A recent review study that included campus researchers found that shifting dynamics within the forest community have led to global forests becoming younger and smaller.
The review study’s primary finding was that global forests are decreasing in terms of tree size due to increased mortality of large trees, according to co-author and UC Berkeley graduate student Adam Hanbury-Brown. He added that the study found smaller trees cannot store as much carbon as bigger trees, which leads to a reduction in the amount of carbon that forests can store.
“This is occuring in response to anthropogenic land use change, increasing frequency and severity of disturbances (such as drought, wildfire, and insect outbreaks), and climate change,” Hanbury-Brown said in an email.
The researchers compiled, integrated and interpreted vast amounts of information from published studies for this review study, according to co-author and forest ecologist Kristina Anderson-Teixeira, who also leads the ForestGEO Ecosystems and Climate Program.
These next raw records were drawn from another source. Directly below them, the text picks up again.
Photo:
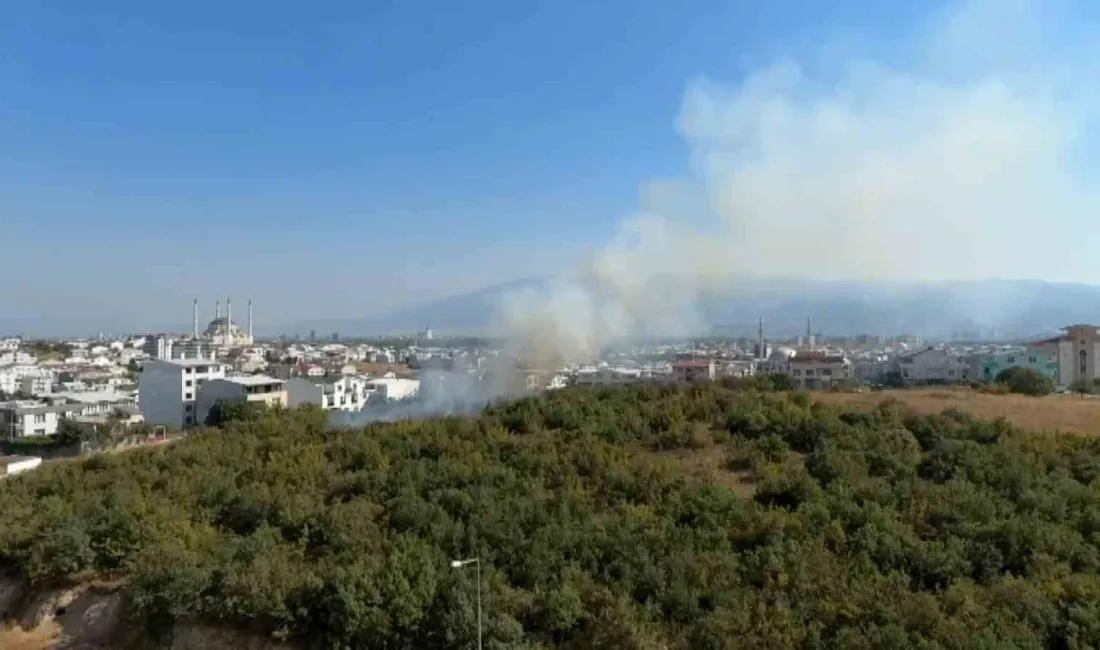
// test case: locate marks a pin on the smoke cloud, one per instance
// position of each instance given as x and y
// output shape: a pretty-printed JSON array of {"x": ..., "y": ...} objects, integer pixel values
[
  {"x": 958, "y": 156},
  {"x": 958, "y": 160}
]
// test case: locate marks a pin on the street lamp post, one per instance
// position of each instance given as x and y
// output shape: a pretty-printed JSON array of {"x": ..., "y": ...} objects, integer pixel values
[{"x": 460, "y": 564}]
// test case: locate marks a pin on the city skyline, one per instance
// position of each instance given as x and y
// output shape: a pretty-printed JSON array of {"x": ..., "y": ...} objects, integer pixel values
[{"x": 400, "y": 154}]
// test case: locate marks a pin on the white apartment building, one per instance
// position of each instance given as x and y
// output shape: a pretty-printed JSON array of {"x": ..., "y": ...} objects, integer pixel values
[
  {"x": 157, "y": 348},
  {"x": 17, "y": 356},
  {"x": 393, "y": 388},
  {"x": 343, "y": 393},
  {"x": 167, "y": 389},
  {"x": 22, "y": 419},
  {"x": 268, "y": 390},
  {"x": 607, "y": 376},
  {"x": 818, "y": 370},
  {"x": 932, "y": 365},
  {"x": 693, "y": 371},
  {"x": 11, "y": 377},
  {"x": 36, "y": 385}
]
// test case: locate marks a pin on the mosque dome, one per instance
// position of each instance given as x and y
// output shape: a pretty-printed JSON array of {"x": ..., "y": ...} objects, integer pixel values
[{"x": 222, "y": 327}]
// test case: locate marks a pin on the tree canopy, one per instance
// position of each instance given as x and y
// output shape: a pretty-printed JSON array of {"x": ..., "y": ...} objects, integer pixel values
[
  {"x": 1025, "y": 381},
  {"x": 814, "y": 527}
]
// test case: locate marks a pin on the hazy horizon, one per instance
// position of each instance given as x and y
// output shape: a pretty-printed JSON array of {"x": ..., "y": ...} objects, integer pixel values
[{"x": 406, "y": 153}]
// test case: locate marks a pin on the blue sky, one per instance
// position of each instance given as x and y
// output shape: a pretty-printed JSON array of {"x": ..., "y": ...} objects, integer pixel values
[{"x": 341, "y": 158}]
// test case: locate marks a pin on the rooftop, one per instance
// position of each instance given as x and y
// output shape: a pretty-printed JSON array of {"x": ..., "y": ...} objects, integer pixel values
[
  {"x": 254, "y": 379},
  {"x": 185, "y": 362}
]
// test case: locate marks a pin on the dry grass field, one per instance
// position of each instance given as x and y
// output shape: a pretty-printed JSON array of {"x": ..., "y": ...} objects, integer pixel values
[{"x": 1060, "y": 412}]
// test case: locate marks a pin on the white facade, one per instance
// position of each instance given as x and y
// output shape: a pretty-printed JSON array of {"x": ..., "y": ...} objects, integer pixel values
[
  {"x": 932, "y": 365},
  {"x": 260, "y": 388},
  {"x": 347, "y": 393},
  {"x": 12, "y": 465},
  {"x": 29, "y": 420},
  {"x": 158, "y": 348},
  {"x": 36, "y": 385},
  {"x": 12, "y": 377},
  {"x": 818, "y": 370},
  {"x": 167, "y": 389},
  {"x": 393, "y": 388}
]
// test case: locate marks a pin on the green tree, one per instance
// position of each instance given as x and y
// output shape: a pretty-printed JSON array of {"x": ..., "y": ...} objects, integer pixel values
[
  {"x": 1082, "y": 387},
  {"x": 1025, "y": 381}
]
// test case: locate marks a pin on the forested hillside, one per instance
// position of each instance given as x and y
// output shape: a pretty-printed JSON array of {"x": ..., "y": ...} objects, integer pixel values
[{"x": 707, "y": 516}]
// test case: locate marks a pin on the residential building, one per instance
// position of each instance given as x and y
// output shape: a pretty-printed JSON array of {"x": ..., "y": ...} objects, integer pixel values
[
  {"x": 12, "y": 465},
  {"x": 36, "y": 385},
  {"x": 157, "y": 348},
  {"x": 985, "y": 367},
  {"x": 20, "y": 419},
  {"x": 257, "y": 388},
  {"x": 331, "y": 393},
  {"x": 607, "y": 376},
  {"x": 812, "y": 368},
  {"x": 393, "y": 388},
  {"x": 693, "y": 371},
  {"x": 932, "y": 365},
  {"x": 1076, "y": 351},
  {"x": 167, "y": 389}
]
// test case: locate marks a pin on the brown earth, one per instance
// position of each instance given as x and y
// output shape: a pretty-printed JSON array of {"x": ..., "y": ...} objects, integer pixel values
[{"x": 1053, "y": 412}]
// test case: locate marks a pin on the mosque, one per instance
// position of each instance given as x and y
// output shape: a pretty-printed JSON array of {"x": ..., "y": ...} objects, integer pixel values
[{"x": 222, "y": 332}]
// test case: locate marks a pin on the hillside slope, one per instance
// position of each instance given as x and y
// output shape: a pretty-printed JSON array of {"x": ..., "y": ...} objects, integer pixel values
[{"x": 710, "y": 516}]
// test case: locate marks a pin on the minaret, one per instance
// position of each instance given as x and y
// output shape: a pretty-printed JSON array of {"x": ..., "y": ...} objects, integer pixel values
[{"x": 760, "y": 352}]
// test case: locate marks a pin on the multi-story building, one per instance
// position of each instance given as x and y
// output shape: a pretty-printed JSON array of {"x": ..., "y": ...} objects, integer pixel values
[
  {"x": 393, "y": 388},
  {"x": 693, "y": 371},
  {"x": 932, "y": 365},
  {"x": 818, "y": 370},
  {"x": 1076, "y": 351},
  {"x": 331, "y": 393},
  {"x": 36, "y": 385},
  {"x": 158, "y": 348},
  {"x": 985, "y": 367},
  {"x": 259, "y": 388},
  {"x": 167, "y": 389},
  {"x": 21, "y": 419},
  {"x": 607, "y": 376}
]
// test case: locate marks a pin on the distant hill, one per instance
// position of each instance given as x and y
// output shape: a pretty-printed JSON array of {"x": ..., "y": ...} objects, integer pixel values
[{"x": 1004, "y": 308}]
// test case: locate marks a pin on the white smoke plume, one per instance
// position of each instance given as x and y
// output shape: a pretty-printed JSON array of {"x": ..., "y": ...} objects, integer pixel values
[{"x": 957, "y": 161}]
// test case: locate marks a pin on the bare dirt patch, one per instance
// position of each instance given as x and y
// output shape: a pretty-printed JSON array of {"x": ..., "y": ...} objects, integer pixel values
[{"x": 1053, "y": 412}]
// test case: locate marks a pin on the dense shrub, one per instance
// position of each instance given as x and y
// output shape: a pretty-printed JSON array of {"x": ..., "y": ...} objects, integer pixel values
[
  {"x": 1024, "y": 381},
  {"x": 862, "y": 529}
]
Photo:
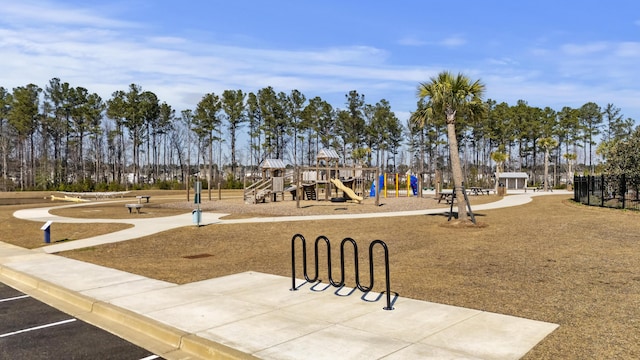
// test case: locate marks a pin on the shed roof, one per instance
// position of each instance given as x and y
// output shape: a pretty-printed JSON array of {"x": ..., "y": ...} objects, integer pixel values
[
  {"x": 327, "y": 154},
  {"x": 273, "y": 164},
  {"x": 514, "y": 175}
]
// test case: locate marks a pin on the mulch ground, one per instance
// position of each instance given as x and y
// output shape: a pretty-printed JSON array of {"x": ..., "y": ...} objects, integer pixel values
[{"x": 550, "y": 260}]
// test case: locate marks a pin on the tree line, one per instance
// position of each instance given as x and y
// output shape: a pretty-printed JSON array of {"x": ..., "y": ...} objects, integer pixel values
[{"x": 68, "y": 138}]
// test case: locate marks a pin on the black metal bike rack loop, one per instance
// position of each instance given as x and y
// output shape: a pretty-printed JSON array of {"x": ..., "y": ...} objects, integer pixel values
[{"x": 340, "y": 283}]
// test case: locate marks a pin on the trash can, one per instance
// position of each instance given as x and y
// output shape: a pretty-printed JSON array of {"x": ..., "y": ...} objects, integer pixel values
[
  {"x": 197, "y": 216},
  {"x": 502, "y": 190}
]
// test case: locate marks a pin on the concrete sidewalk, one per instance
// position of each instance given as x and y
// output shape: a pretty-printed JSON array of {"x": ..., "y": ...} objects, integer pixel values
[{"x": 256, "y": 315}]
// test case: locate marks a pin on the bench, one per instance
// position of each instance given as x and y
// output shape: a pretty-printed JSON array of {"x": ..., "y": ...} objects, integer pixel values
[
  {"x": 133, "y": 206},
  {"x": 140, "y": 197},
  {"x": 480, "y": 191},
  {"x": 447, "y": 196}
]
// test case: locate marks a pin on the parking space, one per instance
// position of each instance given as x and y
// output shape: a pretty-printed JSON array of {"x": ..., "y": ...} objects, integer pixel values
[{"x": 30, "y": 329}]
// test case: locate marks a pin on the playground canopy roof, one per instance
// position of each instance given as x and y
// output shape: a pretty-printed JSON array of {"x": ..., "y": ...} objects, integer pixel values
[
  {"x": 327, "y": 154},
  {"x": 513, "y": 175},
  {"x": 273, "y": 164}
]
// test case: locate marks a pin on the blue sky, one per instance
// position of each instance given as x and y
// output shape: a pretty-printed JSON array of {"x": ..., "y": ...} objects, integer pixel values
[{"x": 548, "y": 53}]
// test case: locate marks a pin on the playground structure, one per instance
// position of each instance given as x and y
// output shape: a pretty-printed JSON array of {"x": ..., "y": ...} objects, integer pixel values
[
  {"x": 270, "y": 186},
  {"x": 410, "y": 187},
  {"x": 321, "y": 182},
  {"x": 327, "y": 181}
]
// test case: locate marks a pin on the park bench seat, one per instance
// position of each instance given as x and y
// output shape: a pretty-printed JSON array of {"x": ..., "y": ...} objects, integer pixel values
[{"x": 133, "y": 206}]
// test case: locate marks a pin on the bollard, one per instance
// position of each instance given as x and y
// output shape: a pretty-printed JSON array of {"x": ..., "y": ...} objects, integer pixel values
[
  {"x": 197, "y": 216},
  {"x": 47, "y": 231}
]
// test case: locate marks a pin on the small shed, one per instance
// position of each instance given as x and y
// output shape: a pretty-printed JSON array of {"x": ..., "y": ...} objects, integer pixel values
[{"x": 513, "y": 180}]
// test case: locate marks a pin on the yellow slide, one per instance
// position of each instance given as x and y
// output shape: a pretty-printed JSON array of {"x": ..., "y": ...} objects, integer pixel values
[{"x": 346, "y": 190}]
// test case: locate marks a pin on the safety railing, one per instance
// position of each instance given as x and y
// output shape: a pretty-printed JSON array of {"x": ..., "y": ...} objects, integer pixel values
[{"x": 340, "y": 283}]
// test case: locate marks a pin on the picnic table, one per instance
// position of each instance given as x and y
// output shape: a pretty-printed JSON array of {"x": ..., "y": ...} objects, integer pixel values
[
  {"x": 448, "y": 196},
  {"x": 134, "y": 206},
  {"x": 140, "y": 197}
]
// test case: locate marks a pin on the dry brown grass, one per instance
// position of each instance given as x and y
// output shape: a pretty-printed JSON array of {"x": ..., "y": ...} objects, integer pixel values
[{"x": 550, "y": 260}]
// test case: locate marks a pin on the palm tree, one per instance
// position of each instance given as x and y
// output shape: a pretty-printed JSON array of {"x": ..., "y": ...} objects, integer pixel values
[
  {"x": 454, "y": 95},
  {"x": 547, "y": 144}
]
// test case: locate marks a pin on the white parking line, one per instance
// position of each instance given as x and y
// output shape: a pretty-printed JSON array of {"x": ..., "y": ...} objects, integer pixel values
[
  {"x": 38, "y": 327},
  {"x": 15, "y": 298}
]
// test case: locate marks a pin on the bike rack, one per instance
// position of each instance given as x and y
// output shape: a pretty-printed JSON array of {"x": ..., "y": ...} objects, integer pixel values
[{"x": 341, "y": 283}]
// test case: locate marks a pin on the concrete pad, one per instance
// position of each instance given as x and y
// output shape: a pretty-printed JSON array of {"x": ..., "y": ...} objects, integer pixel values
[
  {"x": 72, "y": 274},
  {"x": 166, "y": 298},
  {"x": 492, "y": 336},
  {"x": 335, "y": 342},
  {"x": 199, "y": 316},
  {"x": 426, "y": 352},
  {"x": 136, "y": 287},
  {"x": 263, "y": 331},
  {"x": 412, "y": 320}
]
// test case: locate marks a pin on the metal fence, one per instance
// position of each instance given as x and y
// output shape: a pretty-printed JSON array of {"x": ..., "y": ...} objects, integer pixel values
[{"x": 613, "y": 191}]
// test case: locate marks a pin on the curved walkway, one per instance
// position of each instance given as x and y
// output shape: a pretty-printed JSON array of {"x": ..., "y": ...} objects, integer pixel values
[{"x": 150, "y": 226}]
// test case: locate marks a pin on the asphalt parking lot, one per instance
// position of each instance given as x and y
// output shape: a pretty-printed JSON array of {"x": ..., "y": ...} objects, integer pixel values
[{"x": 30, "y": 329}]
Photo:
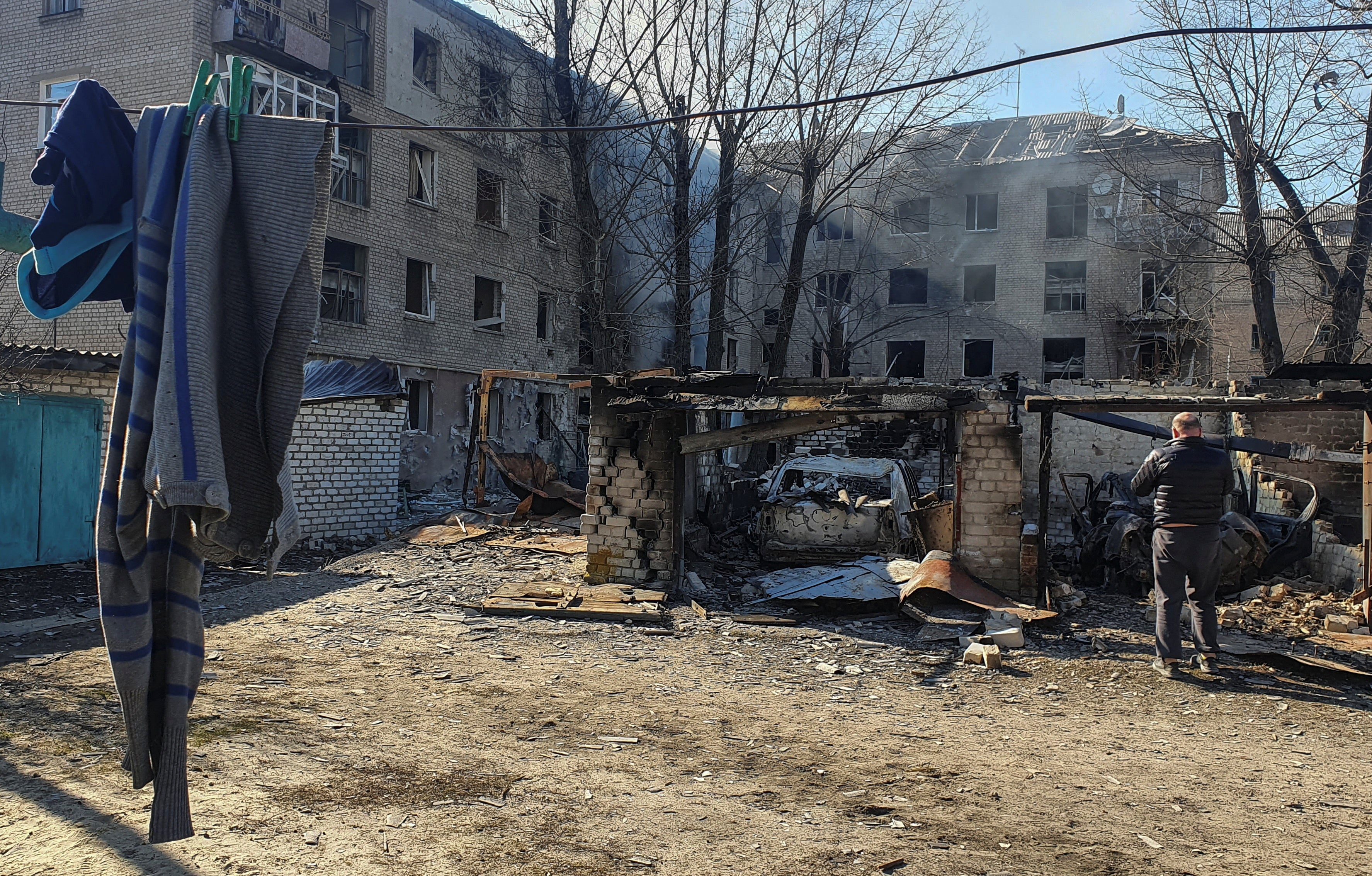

The author list includes many top experts in the field, each of whom contributed content in their specific area of expertise, Anderson-Teixeira added.
According to Matteo Garbelotto, a campus professor and principal investigator for the UC Berkeley Forest Pathology and Mycology Lab, about 80% of Earth’s biodiversity is found in forests — with a significant portion of that residing in what is defined as old-growth forests.
Garbelotto added that a significant consequence of the study’s findings is that some, if not all, of the biodiversity associated with larger trees will be lost.
“The impacts will be global given the critical role forests play in sustaining the biosphere,” said campus forestry professor John Battles in an email.
Anderson-Teixeira added that the study demonstrates that human activities, notably deforestation, logging and climate change, are also reducing the amount of carbon stored in forests.
Battles pointed to how, even in Berkeley, “major threats” the city faces are associated with human decisions.
“We are experiencing larger and more severe fires than in the pre-settlement era,” Battles said in the email.
Hanbury-Brown also emphasized that the global trends in forest dynamics illuminated by this study affect all people, because as forests change, so do the essential ecosystem services they provide. Such services may include regulating water runoff, terrestrial carbon storage and supplying sustainable timber, according to Hanbury-Brown.
Battles noted, however, that it will be the nearby communities who depend on forests for their livelihoods that will be the most impacted by this loss of function.
Looking ahead, Anderson-Teixeira warns that the positive feedback between forests and climate heightens the urgency of mitigating climate change.
She outlined effective mechanisms for climate change mitigation, which include conserving, restoring and managing forests to reduce the risk of catastrophic disturbances.
“Not only have our past activities been influential, but the future trajectory of forest dynamics is largely in human hands,” Anderson-Teixeira said in an email.